Доктор расспрашивает меня, как и почему я вводила препараты в такой последовательности. Я рассеянно отвечаю.
– Слава Богу, что вы сегодня дежурите, – говорит пожилая акушерка. – Неизвестно, чем бы кончилось. Такое кровотечение нечасто бывает. Вы всегда вовремя оказываетесь там, где в вас нуждаются.
– Не всегда.
«Зачем я сегодня оказалась рядом с Таней? Чтобы она погибла под моими руками? Зачем? Как глупо… Это ведь не мое дежурство. Зачем я поменялась! Скорей бы утро!»
Шансов не было
Вскрытие. Кто был – тот знает. Самое чудовищное и самое обыденное в медицине. На секционном столе лежит труп №… Санитар – помощник патологоанатома непосредственно занимается вскрытием. Врач стоит рядом, наблюдает, до определенного момента не притрагивается к телу.
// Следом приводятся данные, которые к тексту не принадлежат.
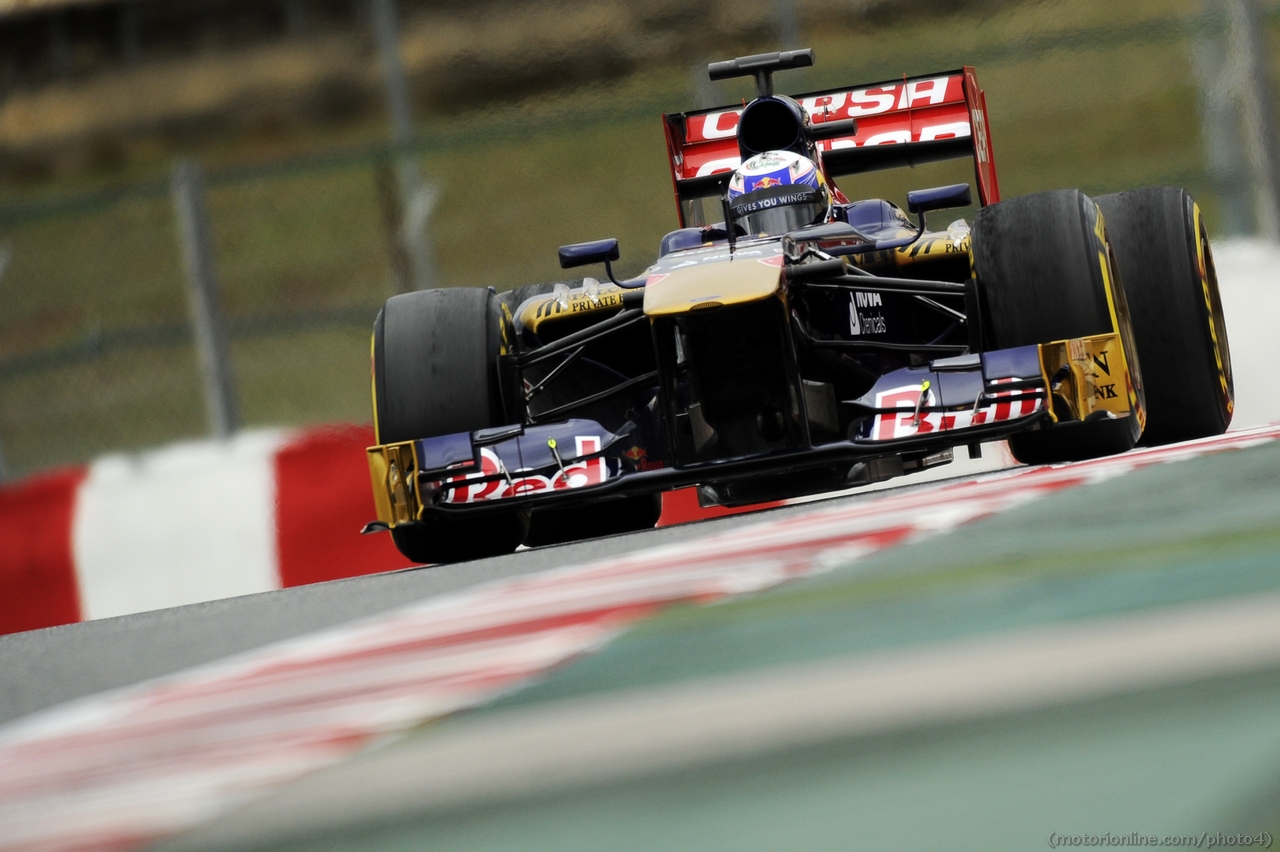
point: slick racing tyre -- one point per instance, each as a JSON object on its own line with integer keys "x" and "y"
{"x": 1042, "y": 269}
{"x": 434, "y": 374}
{"x": 1168, "y": 271}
По другую сторону стоят врачи-акушеры, консультанты, специалисты из министерства, начмед. Санитар работает весело. Даже что-то насвистывает, распиливая черепную коробку. Это не издевательство и не извращение. Это просто защита себя, своей психики.
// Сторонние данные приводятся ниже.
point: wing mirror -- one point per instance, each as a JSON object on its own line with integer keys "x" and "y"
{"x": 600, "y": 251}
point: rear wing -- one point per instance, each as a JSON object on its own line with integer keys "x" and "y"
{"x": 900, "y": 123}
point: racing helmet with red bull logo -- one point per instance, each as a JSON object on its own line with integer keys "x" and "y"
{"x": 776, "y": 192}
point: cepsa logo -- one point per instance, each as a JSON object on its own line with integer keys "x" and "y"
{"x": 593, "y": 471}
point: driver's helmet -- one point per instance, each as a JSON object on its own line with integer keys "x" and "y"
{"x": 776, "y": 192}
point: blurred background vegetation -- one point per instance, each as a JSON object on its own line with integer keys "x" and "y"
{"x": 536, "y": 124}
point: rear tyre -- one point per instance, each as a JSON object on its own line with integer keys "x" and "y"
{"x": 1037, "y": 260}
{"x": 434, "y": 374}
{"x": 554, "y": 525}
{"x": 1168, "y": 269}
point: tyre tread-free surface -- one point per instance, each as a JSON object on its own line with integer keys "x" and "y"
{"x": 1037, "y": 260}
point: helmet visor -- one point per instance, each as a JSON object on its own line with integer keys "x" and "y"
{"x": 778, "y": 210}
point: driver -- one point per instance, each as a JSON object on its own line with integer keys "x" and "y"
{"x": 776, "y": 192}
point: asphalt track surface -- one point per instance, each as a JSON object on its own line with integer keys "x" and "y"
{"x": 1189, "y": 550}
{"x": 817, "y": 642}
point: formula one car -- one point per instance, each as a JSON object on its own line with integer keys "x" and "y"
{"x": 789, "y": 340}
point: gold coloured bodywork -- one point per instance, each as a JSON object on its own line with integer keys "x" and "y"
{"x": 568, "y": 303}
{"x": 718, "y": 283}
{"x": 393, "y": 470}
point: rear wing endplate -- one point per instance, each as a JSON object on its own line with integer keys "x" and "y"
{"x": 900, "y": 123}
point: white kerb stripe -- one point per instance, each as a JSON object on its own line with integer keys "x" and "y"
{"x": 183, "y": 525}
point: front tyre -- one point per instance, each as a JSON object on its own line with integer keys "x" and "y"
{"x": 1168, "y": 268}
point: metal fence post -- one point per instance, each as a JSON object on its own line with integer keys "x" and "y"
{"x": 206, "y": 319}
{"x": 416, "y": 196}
От этого становится жутко, даже мужчины опускают глаза. Наконец извлечен органокомплекс. И к делу приступает врач-патологоанатом – наш судья. Хрупкая красивая женщина. Что ее подвигло быть патологоанатомом?
Такая красивая, даже непонятно, как она сможет притронуться к этой груде раздутых кишок, потемневших легких, обескровленного сердца, почек… Она работает красиво, пинцетом и скальпелем.
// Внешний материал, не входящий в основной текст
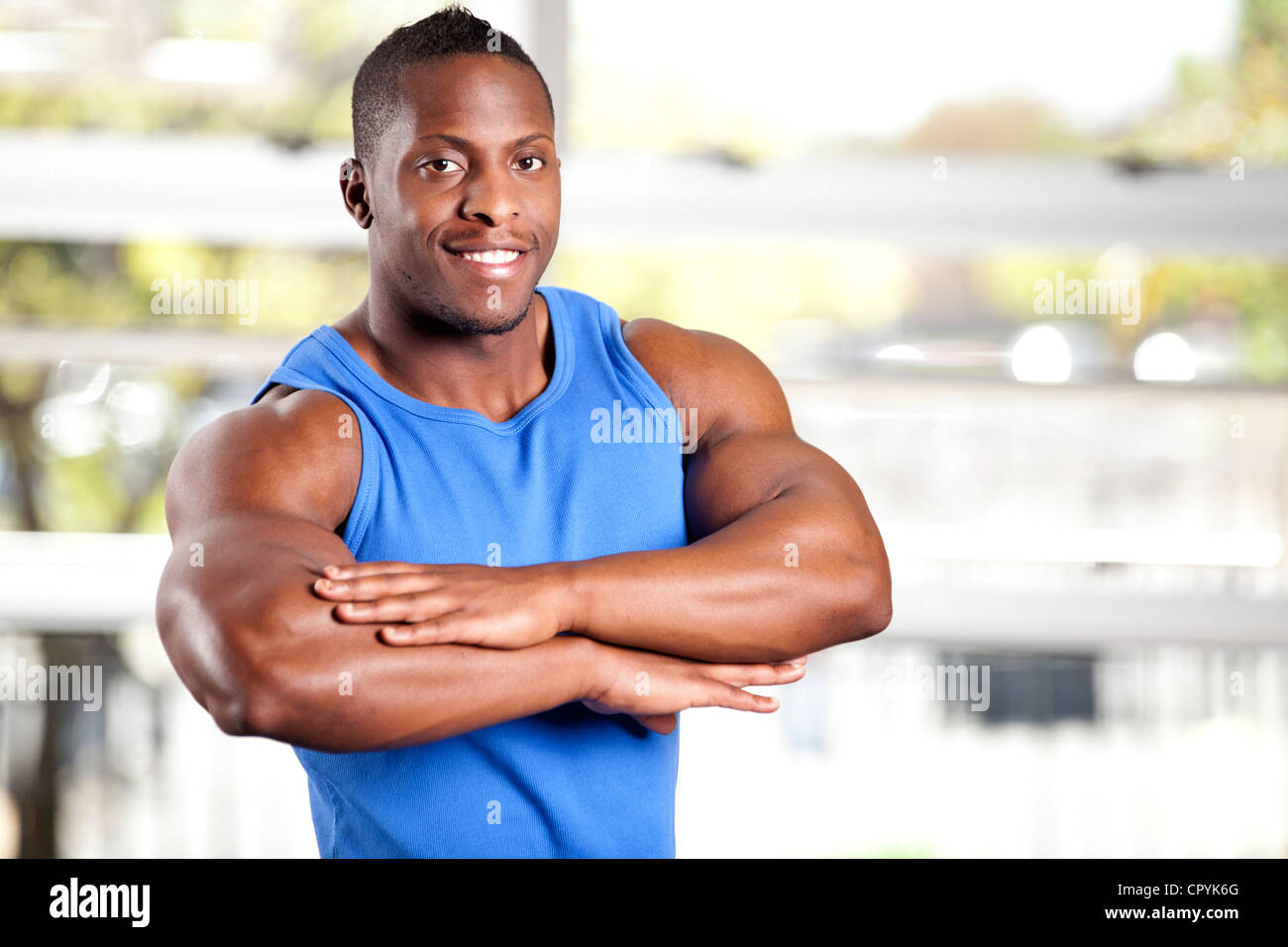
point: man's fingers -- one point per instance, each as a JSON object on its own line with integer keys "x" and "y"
{"x": 376, "y": 585}
{"x": 735, "y": 698}
{"x": 356, "y": 570}
{"x": 742, "y": 676}
{"x": 408, "y": 607}
{"x": 439, "y": 630}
Вскрывает каждый орган одним мощным, прямым разрезом, грациозным взмахом руки велит своему помощнику сделать снимок среза, затем отбирает небольшие кусочки в банку с формалином.
– Вот, – говорит она. – Вот ее убийца.
Она держит в руках легочные артерии с лежащим в них огромным тромбом. Все делают шаг вперед, наклоняются над препаратом.
– Тромбоэмболия, ТЭЛА.
Все выдыхают одновременно.
Начмед похлопывает меня по плечу:
– Не переживай, с таким тромбом в условиях роддома никто ничего сделать не смог бы.
– Да, я понимаю.
– Доктор, ваш диагноз полностью совпал, – это патологоанатом мне сообщает.
На самом деле вскрытие – это дело троих: тела, врача-патологоанатома и врача-клинициста. Все остальные – это только свидетели, поддержка. Но они тут ни при чем. Весь груз лежит на мне. Я знаю, что остальные рады, что сегодня ночью не они стояли в операционной. Я тоже буду рада в другой раз. Но сегодня на этом месте я.
– Ну что, составляйте протокол. С таким тромбом шансов у нее не было, – патологоанатом снимает перчатки, моет руки. – Всем спасибо!
Мы благодарим ее за помощь, так принято: она ставит окончательный диагноз – и не с целью осудить, а с целью расставить все точки над i.
Таня, прости!
И от каждого есть свой след
Потом будет рецензия на историю, изъятие истории прокурором, комиссия в министерстве, заключение об отсутствии состава преступления в действии медицинского персонала и старый рубец от перенесенного инфаркта на ЭКГ… Простить себе этого нельзя. Вот уже много лет последней строкой в моей записке «о упокоении» значится Татиана.
Есть там еще и имя младенца Степана. Он умер на 8-й день, сразу после перевода в больницу. Его мама страдала тяжелым гестозом (теперь это называется преэклампсией), ее давление зашкаливало и никакими препаратами не снижалось. Да и не было тогда препаратов эффективных, один клофелин.
В 30 недель пришлось делать кесарево сечение. Степа родился на 900 грамм, за него боролись. Но сделать ничего не смогли. Это было 10 лет назад. А сейчас смогли бы. И родись Степа сейчас – он жил бы и радовал родителей.
Его мама из-за тяжелого поражения почек больше не смогла иметь детей. К своему единственному сыну она ходит на кладбище в день его рождения и каждый год в этот день присылает мне эсэмэску со словами благодарности за попытку спасти ее сына. И каждый год я сожалею, что не смогла его спасти и сделать Марину счастливой.
Прости меня, Марина! Прости меня, Степа! И сколько таких рожденных и нерожденных Степанов… И от каждого есть свой след. Своя боль.
Ее не сравнить с болью родителей, утративших ребенка, но все вместе они делают свое дело. Старые врачи говорят, что это и есть опыт. Да, в медицине цена опыта – смерть. В акушерстве смерть вдвойне ужасна. Но об этом в другой раз.